Est de la RDC : Jean-Pierre Lacroix, appelle le M23 à une cessation immédiate des hostilités

Le Secrétaire général adjoint aux opérations de paix, Jean-Pierre Lacroix, a appelé le M23 à cesser immédiatement son offensive dans l’Est de la RDC et à respecter la Feuille de route de Luanda. Il a exprimé sa solidarité aux populations affectées et réitéré l’engagement de la Monusco à mettre en œuvre son mandat de protection des civils, rapporte un communiqué de presse de la Mission onusienne en RDC.

Selon la source, M. Lacroix s’est rendu dans la partie Est du pays, notamment à Goma, Beni et Bukavu, du 2 au 5 février. Au cours de sa visite de terrain, il a rencontré les autorités provinciales, des représentants de la société civile, le personnel civil et en uniforme de la Monusco et l’état-major de la Force de la SADC en RDC (SAMIDRC). Le Secrétaire général adjoint aux opérations de paix a longuement discuté avec ses interlocuteurs des défis sécuritaires, du désengagement progressif et responsable de la Monusco et de la prévention de l’exploitation et des abus sexuels. Au cours de sa rencontre avec le commandant de la force de la SAMIDRC, le Général Dyakopu Monwabisi, Jean Lacroix a souligné l’importance d’une coordination conjointe pour soutenir les FARDC dans leur lutte contre les groupes armés dans l’Est de la RDC.
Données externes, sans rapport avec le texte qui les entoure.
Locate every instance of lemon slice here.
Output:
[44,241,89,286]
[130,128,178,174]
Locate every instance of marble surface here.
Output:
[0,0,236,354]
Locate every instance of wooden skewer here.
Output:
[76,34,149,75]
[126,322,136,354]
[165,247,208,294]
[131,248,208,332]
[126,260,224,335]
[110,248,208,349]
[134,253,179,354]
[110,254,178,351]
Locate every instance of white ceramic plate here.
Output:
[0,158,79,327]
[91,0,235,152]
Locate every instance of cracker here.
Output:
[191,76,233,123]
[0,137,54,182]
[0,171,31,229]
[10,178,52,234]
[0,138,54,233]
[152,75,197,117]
  » Dans sa résolution 2717, le Conseil de sécurité a mandaté la Monusco d’examiner les moyens par lesquels elle pourrait fournir un soutien logistique et opérationnel limité à la force de la SADC (SAMIDRC). La Mission est en train d’explorer les options pour la matérialisation de ce soutien. Des propositions seront faites au Conseil de sécurité qui décidera de la nature et des modalités de cet appui « , a déclaré M. Lacroix.

 A Kinshasa, le Secrétaire général adjoint aux opérations de paix a eu une audience avec le Chef de l’Etat congolais, le 6 février. A cette occasion, il a appelé à un renforcement de la présence et de la capacité des forces de défense et de sécurité congolaises en Ituri, au Nord-Kivu et au Sud-Kivu, les trois provinces que la Monusco doit quitter dans le cadre de son désengagement du pays.
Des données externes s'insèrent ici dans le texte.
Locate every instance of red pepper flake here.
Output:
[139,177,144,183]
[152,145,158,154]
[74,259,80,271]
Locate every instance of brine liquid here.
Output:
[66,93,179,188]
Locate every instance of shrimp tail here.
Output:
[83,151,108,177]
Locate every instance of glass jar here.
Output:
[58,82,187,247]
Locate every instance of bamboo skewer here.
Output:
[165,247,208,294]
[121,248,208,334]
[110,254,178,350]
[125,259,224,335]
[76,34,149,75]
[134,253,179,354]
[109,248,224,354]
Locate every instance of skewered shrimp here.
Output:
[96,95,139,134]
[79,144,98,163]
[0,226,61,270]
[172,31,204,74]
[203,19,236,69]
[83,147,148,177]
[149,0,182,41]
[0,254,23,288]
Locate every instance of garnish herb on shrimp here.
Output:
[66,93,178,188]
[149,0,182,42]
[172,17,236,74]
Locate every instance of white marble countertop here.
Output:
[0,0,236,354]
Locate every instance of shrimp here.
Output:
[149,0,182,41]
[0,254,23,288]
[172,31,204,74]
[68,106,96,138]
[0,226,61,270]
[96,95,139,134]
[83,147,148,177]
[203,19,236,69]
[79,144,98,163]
  » Il est essentiel et souhaitable que le transfert des responsabilités en matière de sécurité et de protection des civils soit effectif parallèlement au retrait de la Monusco de certaines zones sensibles où les casques bleus assurent la sécurité physique de plusieurs centaines de milliers de civils « , a indiqué M. Lacroix.